In questo numero esploriamo il complesso rapporto tra realtà e finzione/narrazione non solo tra gli umani, ma anche nelle macchine. Perché no, non è una esclusività dell’umano dire bugie: le dicono anche le macchine, o almeno lo dicono quelle macchine che possiedono quelle doti che definiamo di intelligenza artificiale. Esploreremo percorsi ripidi e in salita come quelli delle allucinazioni che l’AI presenta e spiegheremo perché non sono facilmente superabili, anzi: che non sono superabili, perché l’AI come quella che conosciamo oggi dice SEMPRE bugie, o quantomeno racconta storie che hanno un sapore credibile per il solo fatto che l’AI è stata creata per scegliere statisticamente la sequenza di concetti più logica, ma questo non significa affatto dire la verità.

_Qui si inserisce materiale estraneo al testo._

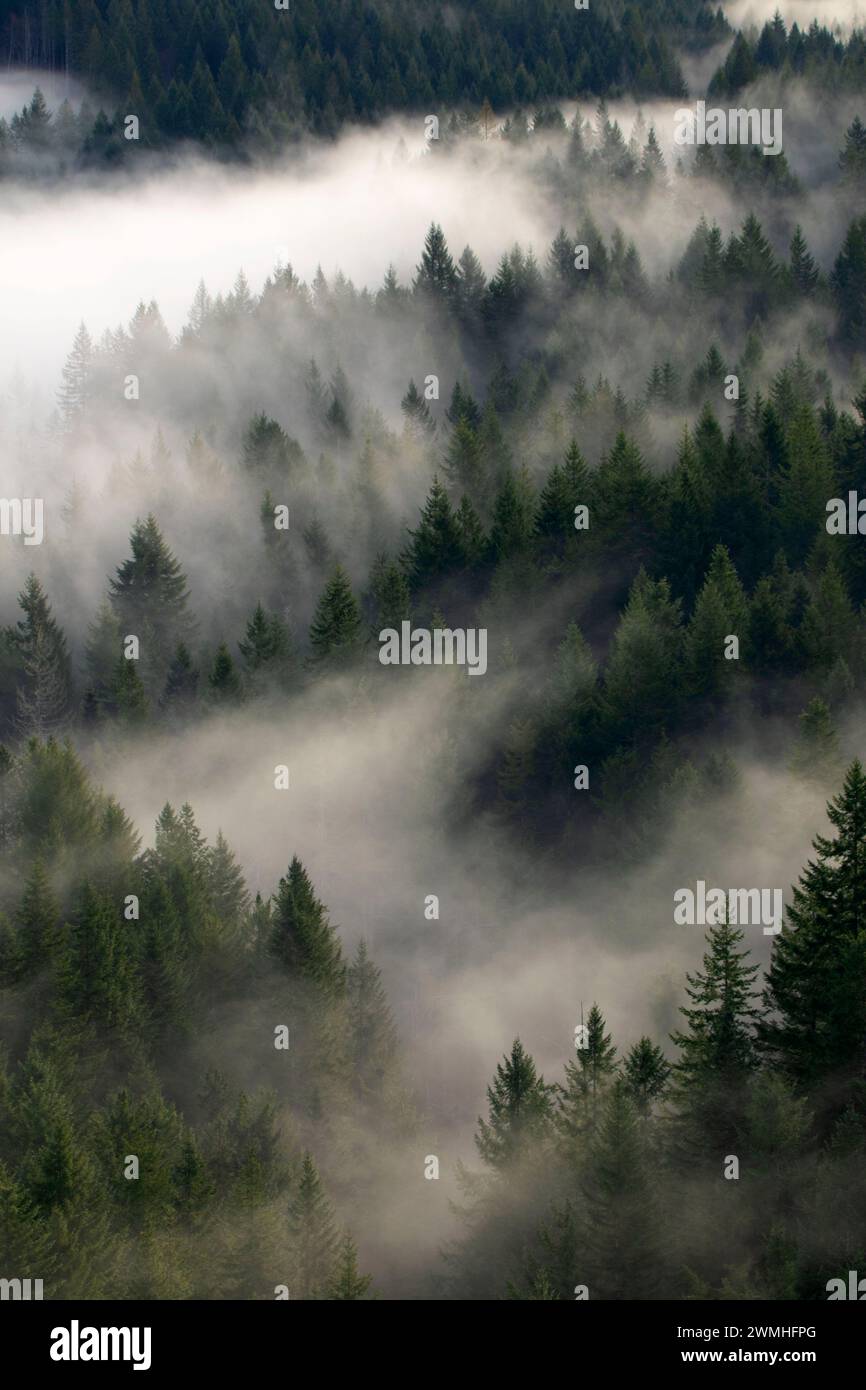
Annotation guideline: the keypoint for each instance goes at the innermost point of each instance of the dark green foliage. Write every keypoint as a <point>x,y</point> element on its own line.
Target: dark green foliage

Ma in questo numero, quasi monografico, parleremo della verità delle illusioni, la verità degli algoritmi che controllano il nostro mondo e la comunicazione universale (e di conseguenza i gusti e le scelte che facciamo), la verità dei filosofi ma anche le realtà del fotogiornalismo e della fotografia che è diventata – secondo noi ma non solo – la strada per certificare e consolidare la realtà al punto di poter dire che proprio perché “fotografare significa scrivere con la luce”, dobbiamo (dovremmo) eleggerla a scrittura della verità… Già, perché mettere in luce qualcosa è anche sinonimo di dire la verità.
Sarà un viaggio davvero profondo, per esplorare e provare a capire come affrontare questo futuro, anzi: questo presente. Benvenuti, Aiway 4 parte da qui, e iniziamo a raccontarlo con LE nostre copertine che sono al tempo stesso forma e sostanza di quello che vogliamo raccontarvi.